Saham adalah bukti kepemilikan atas sejumlah modal dalam suatu Perseroan (Perseoan Terbatas). Dengan demikian modal adalah tentang sesuatu yang abstrak yang lebih merupakan wujud kewajiban yang harus dipenuhi oleh seorang pendiri atau pemegang saham sebagai suatu bentuk prestasi yang harus dilaksanakan berdasarkan perjanjian pendirian Perseroan, sedangkan saham merefleksikan sesuatu hak yang merupakan benda yang dapat dikuasai dengan

hak milik, yang memiki wujud konkret, yang dapat dilihat dan dikuasai secara fisik oleh setiap pemegang saham dalam suatu Perseroan.

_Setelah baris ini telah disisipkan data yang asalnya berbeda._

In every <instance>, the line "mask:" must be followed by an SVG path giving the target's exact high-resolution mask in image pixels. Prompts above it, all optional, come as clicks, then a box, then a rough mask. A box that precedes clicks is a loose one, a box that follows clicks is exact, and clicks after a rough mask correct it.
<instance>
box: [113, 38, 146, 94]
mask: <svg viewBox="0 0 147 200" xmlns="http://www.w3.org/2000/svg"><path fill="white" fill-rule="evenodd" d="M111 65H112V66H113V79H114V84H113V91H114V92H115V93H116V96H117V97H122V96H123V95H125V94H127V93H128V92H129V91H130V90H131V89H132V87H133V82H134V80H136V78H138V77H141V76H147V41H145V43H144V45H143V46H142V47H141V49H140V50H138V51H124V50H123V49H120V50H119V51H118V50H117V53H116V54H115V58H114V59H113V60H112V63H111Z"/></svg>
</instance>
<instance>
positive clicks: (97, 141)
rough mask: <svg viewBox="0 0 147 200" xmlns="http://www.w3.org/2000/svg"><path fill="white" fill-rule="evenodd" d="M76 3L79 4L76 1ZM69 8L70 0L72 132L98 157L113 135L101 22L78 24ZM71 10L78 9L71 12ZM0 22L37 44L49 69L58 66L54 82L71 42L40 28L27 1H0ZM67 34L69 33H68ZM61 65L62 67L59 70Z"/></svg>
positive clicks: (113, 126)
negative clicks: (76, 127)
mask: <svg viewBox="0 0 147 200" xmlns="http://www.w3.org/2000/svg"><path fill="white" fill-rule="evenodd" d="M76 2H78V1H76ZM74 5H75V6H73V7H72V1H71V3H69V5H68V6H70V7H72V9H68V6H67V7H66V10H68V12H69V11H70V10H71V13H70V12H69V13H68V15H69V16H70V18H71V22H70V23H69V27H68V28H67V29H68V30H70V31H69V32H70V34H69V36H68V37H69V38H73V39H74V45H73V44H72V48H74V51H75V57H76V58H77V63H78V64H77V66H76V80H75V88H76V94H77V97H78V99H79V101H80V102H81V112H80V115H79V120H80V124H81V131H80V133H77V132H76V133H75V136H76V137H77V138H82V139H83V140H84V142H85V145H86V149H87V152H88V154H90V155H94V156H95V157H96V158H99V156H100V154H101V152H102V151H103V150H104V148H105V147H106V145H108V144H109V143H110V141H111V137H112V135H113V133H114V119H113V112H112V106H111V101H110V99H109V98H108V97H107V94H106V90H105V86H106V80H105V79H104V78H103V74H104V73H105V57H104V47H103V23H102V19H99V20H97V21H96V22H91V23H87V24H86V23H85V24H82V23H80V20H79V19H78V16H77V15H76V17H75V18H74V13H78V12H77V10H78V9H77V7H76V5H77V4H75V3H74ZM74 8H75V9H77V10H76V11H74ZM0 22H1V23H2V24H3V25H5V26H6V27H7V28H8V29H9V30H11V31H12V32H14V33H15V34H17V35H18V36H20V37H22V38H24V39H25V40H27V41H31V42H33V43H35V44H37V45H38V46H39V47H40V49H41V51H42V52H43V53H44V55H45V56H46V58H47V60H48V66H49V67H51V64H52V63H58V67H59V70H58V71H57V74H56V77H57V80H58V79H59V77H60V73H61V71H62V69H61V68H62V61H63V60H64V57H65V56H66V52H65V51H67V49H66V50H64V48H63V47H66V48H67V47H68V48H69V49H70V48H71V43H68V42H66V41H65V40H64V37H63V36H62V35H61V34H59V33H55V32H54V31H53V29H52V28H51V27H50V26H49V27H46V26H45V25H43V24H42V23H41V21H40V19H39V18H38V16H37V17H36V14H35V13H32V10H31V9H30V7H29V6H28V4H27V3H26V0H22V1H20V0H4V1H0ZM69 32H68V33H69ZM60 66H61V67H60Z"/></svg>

Agar bagian dari modal atau saham dapat diketahui siapa pemiliknya dan berapa jumlahnya, hal ini dicatat dalam daftar buku pemegang saham. Dengan terkumpulnya modal tersebut, maka perusahaan dapat menjalankan aktivitasnya sesuai dengan maksud dan tujuan pendirian perusahaan yang umumya sudah dicantumkan dalam anggaran dasar Perseroan. Bila perusahaan untung, maka pemilik modal (pemegang saham) berhak menikmati keuntungan yang lebih dikenal dengan sebutan deviden. Besarnya deviden akan ditentukan dalam RUPS.

Oleh karena itu, tidaklah mengherankan jika para pelaku bisnis mempunyai suatu harapan badan usaha yang sedang dan akan dibangunnya kelak menjadi suatu badan usaha yang dapat diandalkan dalam berbisnis.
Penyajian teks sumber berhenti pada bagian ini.